The CPUC voted to advance a community solar program that solar industry members are calling “unworkable.” The Solar Energy Industries Association (SEIA) says “virtually ensures” that no new community solar projects will be developed in the state under current structure.
Rather than creating a viable path for new, independent projects, the commission chose to implement portions of its community solar program using an existing, utility-controlled pricing structure. According to solar industry advocates and the advocacy group Californians for Local, Affordable Solar and Storage (CLASS), the regulatory decision essentially hands the keys back to the state’s investor-owned utility monopolies, the same utilities that have spent years working to ensure community solar never gets built.
The CPUC’s decision relies on the existing Renewable Market Adjusting Tariff (ReMAT) pricing structure to determine grid export compensation rates, rejecting the solar industry-backed Net Value Billing Tariff model. SEIA and other industry advocates argue the rate structure makes building community solar a losing proposition for any business, ensuring projects won’t be built.

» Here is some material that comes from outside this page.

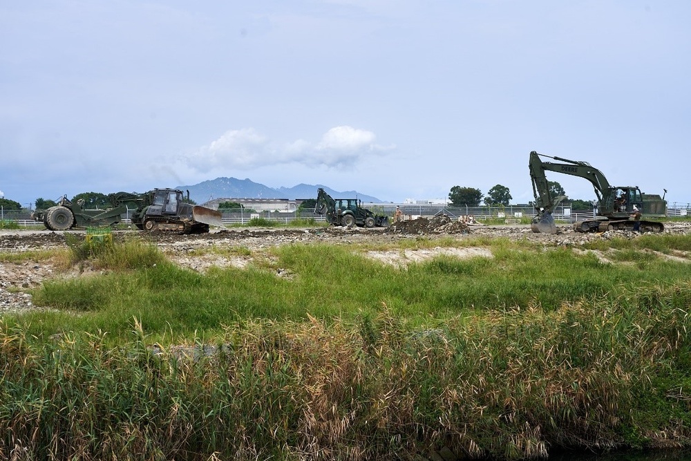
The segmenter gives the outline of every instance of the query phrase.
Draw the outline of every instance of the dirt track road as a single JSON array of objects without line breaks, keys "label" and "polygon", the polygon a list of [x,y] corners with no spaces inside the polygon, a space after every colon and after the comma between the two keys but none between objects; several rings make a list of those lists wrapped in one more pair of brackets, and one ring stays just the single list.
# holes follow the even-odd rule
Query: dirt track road
[{"label": "dirt track road", "polygon": [[[437,224],[439,225],[433,225]],[[405,225],[392,226],[387,229],[346,229],[343,227],[316,227],[305,229],[228,229],[196,235],[178,235],[171,233],[152,233],[144,238],[155,244],[169,257],[181,266],[204,272],[210,266],[235,266],[243,267],[252,262],[252,256],[219,256],[211,252],[193,251],[205,247],[221,248],[242,247],[256,254],[267,248],[292,243],[328,243],[348,245],[368,242],[390,244],[406,238],[451,236],[464,239],[474,237],[504,238],[509,240],[527,240],[548,245],[573,245],[574,247],[593,240],[621,236],[637,238],[638,234],[623,231],[600,234],[580,234],[570,226],[558,226],[556,234],[534,234],[529,225],[503,226],[471,225],[460,227],[457,223],[437,221],[408,222]],[[84,232],[75,231],[83,234]],[[71,232],[70,232],[71,233]],[[666,234],[691,234],[691,223],[665,225]],[[139,231],[115,231],[117,241],[126,236],[142,234]],[[64,249],[67,247],[64,232],[40,231],[0,231],[0,254],[19,253],[30,250]],[[383,263],[402,265],[408,262],[419,261],[441,253],[457,257],[486,256],[491,253],[482,248],[464,248],[451,251],[446,248],[399,251],[368,252],[366,256]],[[59,274],[58,272],[59,272]],[[44,280],[55,276],[77,276],[73,271],[65,273],[57,271],[45,261],[27,258],[20,263],[0,262],[0,314],[3,312],[34,308],[30,295],[23,292],[39,285]]]}]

In most U.S. community solar programs, subscribers, including homeowners and businesses, pay a discounted monthly fee for a share of a remote solar farm’s energy and receive larger credits on their standard utility bill for the electricity that share produces, typically resulting in a net savings of 5% to 20%. However, in California’s approved program, the rate paid by utilities to solar developers is too low, which stifles the creation of projects and ultimately leaves subscribers with nothing to sign up for
Commission officials, including CPUC President John Reynolds, stated the move ensures the program grows responsibly by balancing affordability, equity, and grid reliability so non-participating customers do not pay more than the avoided wholesale cost of the generated electricity. However, clean energy groups argue the baseline wholesale metrics are far too low, destroying the predictable market economics needed to secure private capital and make new project construction viable for developers.
The approved framework also relies on one-time federal funding, specifically the $250 million federal Solar for All grant money awarded to California. Advocates state that by packaging this federal money into an utility-led model rather than a scalable market-based program, the CPUC is effectively forfeiting the funding’s potential and dooming future deployment.

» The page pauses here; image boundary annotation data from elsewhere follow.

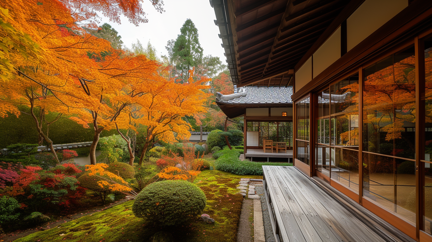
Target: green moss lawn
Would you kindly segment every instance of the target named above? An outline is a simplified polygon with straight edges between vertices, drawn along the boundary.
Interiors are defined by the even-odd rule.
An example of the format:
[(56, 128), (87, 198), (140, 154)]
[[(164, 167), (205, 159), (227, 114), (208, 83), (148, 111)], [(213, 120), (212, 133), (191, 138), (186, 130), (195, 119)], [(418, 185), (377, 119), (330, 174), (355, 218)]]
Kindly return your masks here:
[(130, 201), (15, 241), (146, 242), (156, 232), (165, 229), (172, 234), (176, 242), (235, 242), (243, 201), (242, 196), (236, 194), (235, 188), (242, 177), (262, 178), (206, 170), (195, 179), (194, 183), (204, 191), (207, 197), (203, 213), (214, 219), (214, 224), (206, 223), (197, 217), (176, 228), (155, 227), (133, 215), (133, 201)]

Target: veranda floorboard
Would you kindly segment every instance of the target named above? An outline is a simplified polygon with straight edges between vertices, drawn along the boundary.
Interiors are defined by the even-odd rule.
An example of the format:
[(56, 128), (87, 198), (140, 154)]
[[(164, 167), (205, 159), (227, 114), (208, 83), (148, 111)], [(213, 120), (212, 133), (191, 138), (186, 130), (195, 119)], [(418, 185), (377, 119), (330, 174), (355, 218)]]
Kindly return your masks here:
[(295, 168), (263, 170), (284, 242), (385, 241)]

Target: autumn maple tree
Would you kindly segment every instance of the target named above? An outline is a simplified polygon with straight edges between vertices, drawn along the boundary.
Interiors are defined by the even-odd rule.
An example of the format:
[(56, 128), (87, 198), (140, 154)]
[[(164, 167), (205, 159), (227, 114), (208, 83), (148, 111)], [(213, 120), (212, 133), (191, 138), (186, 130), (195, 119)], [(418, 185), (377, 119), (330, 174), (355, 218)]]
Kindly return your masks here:
[(141, 97), (141, 108), (135, 115), (146, 127), (146, 134), (140, 165), (147, 148), (158, 140), (173, 143), (188, 138), (191, 125), (184, 118), (206, 111), (204, 104), (209, 95), (203, 90), (208, 86), (203, 84), (209, 79), (194, 80), (193, 69), (189, 76), (187, 83), (178, 83), (172, 78), (155, 83)]

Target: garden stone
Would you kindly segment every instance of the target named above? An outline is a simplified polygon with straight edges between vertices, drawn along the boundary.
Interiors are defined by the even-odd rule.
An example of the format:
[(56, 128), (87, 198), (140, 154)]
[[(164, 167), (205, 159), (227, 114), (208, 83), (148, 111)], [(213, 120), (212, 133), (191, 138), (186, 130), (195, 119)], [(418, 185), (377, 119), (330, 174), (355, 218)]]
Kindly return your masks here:
[(180, 164), (177, 164), (177, 165), (175, 165), (175, 167), (177, 167), (177, 168), (181, 168), (181, 169), (183, 166), (181, 166), (181, 165), (180, 165)]
[(172, 242), (172, 235), (168, 232), (157, 232), (152, 237), (152, 242)]
[(207, 152), (209, 152), (209, 146), (208, 146), (206, 144), (203, 144), (203, 145), (201, 146), (202, 146), (203, 148), (204, 148), (204, 152), (205, 152), (206, 153), (207, 153)]
[(203, 214), (201, 216), (201, 219), (203, 220), (204, 222), (208, 223), (209, 223), (215, 222), (215, 220), (210, 218), (208, 214)]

“Today’s vote is a doubling down on failure,” said Derek Chernow, Executive Director of CLASS. “In the midst of an affordability crisis and rising utility rates, the CPUC has once again handed the keys to the utilities and called it a program. California ratepayers are drowning in electricity bills. The Legislature passed AB 2316 four years ago with clear direction to deliver a workable community solar and storage program. Instead, the CPUC produced a program that got zero projects built, forfeited $250 million in federal Solar for All funding, and is now being voted through again in essentially the same packaging.”
The regulatory gridlock leaves California ratepayers completely cut off from bill relief during a period of record-high energy prices. While families, renters, and small businesses across the Central Valley continue to face soaring electricity costs, more than 20 other states have successfully deployed market-based community solar programs that actively save consumers money.

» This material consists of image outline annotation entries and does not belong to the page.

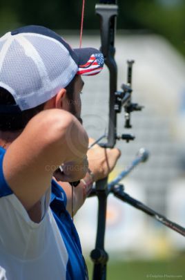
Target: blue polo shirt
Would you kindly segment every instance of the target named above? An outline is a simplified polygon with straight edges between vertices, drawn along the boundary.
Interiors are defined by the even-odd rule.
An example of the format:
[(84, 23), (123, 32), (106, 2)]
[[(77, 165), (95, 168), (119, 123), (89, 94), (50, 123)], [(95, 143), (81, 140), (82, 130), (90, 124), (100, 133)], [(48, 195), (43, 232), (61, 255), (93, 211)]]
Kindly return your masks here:
[(88, 279), (65, 192), (52, 180), (43, 197), (43, 219), (34, 223), (6, 181), (5, 153), (0, 147), (0, 272), (8, 280)]

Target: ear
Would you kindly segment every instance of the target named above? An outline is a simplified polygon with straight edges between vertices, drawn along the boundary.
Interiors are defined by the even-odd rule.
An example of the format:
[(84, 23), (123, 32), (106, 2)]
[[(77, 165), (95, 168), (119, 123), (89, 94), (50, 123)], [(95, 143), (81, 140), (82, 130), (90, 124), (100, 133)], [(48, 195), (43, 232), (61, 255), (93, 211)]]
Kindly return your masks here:
[(57, 95), (55, 95), (55, 103), (56, 109), (62, 109), (65, 102), (66, 90), (61, 88)]

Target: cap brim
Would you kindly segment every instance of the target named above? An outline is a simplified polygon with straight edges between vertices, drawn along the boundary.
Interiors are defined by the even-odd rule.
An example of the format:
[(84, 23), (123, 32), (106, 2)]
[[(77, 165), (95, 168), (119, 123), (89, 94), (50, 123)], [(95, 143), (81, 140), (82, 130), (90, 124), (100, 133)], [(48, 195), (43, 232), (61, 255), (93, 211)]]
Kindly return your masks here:
[(77, 75), (92, 75), (98, 74), (104, 67), (103, 54), (94, 48), (73, 49), (77, 57), (78, 71)]

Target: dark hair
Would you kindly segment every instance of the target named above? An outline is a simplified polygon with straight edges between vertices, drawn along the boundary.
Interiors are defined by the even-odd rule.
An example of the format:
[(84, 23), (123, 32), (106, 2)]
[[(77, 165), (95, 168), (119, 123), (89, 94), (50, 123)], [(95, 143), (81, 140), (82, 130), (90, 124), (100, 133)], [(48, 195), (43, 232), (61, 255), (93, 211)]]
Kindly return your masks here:
[[(76, 76), (66, 87), (67, 97), (69, 100), (73, 98), (75, 77)], [(0, 87), (0, 104), (12, 105), (15, 104), (14, 99), (9, 91)], [(46, 102), (37, 106), (37, 107), (22, 111), (21, 113), (0, 113), (0, 131), (16, 131), (23, 129), (31, 118), (43, 110), (45, 104)]]

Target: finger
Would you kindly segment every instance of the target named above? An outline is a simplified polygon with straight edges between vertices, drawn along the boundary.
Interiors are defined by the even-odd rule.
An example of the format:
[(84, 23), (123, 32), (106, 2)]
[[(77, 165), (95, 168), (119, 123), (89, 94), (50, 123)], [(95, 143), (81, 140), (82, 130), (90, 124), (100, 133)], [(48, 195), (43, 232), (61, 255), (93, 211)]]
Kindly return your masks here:
[(94, 143), (95, 142), (95, 139), (89, 138), (88, 138), (88, 145), (90, 146), (91, 144)]

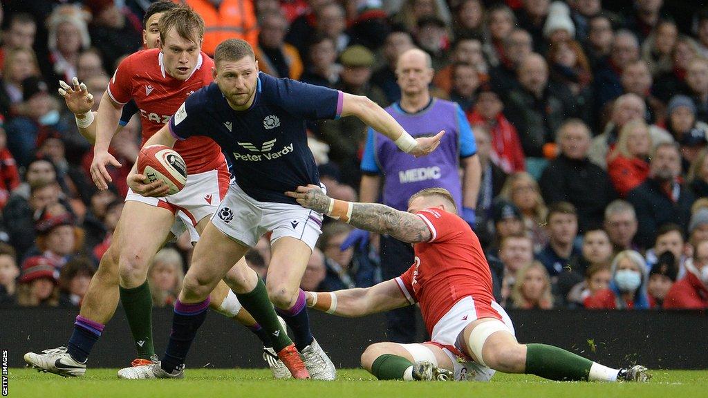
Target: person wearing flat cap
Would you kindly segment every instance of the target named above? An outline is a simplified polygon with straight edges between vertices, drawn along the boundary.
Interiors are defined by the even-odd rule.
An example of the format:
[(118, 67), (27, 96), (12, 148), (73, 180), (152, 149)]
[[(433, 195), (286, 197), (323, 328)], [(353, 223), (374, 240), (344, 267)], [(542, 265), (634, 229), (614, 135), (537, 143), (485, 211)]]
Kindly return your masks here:
[[(375, 62), (374, 53), (368, 48), (360, 45), (348, 47), (339, 56), (342, 69), (335, 89), (367, 96), (386, 106), (386, 95), (370, 84)], [(351, 116), (318, 123), (321, 138), (329, 145), (330, 160), (340, 165), (342, 182), (355, 186), (360, 176), (357, 155), (365, 137), (366, 126)]]
[(708, 144), (708, 124), (696, 119), (696, 106), (690, 97), (674, 96), (669, 101), (666, 130), (681, 145), (682, 167), (687, 171), (691, 162)]
[(676, 263), (676, 257), (673, 253), (664, 251), (659, 255), (656, 263), (652, 266), (651, 271), (649, 271), (646, 292), (654, 298), (658, 307), (662, 306), (666, 294), (676, 281), (678, 274)]

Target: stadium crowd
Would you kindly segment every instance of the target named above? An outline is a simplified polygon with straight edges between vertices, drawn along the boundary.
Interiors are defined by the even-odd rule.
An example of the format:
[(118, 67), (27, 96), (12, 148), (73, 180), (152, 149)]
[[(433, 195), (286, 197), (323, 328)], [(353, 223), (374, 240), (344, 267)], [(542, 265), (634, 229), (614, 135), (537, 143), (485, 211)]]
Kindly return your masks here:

With the CPUC maintaining its focus on utility-backed positions to avoid cost-shifting to non-participating customers, solar advocates argue the regulatory route through the commission is officially a dead end.
Clean energy advocates are redirecting their efforts to the state legislature, pushing for the immediate passage of AB 1813 in the Senate to bypass the CPUC’s framework entirely and establish a functional, financeable community solar program by law.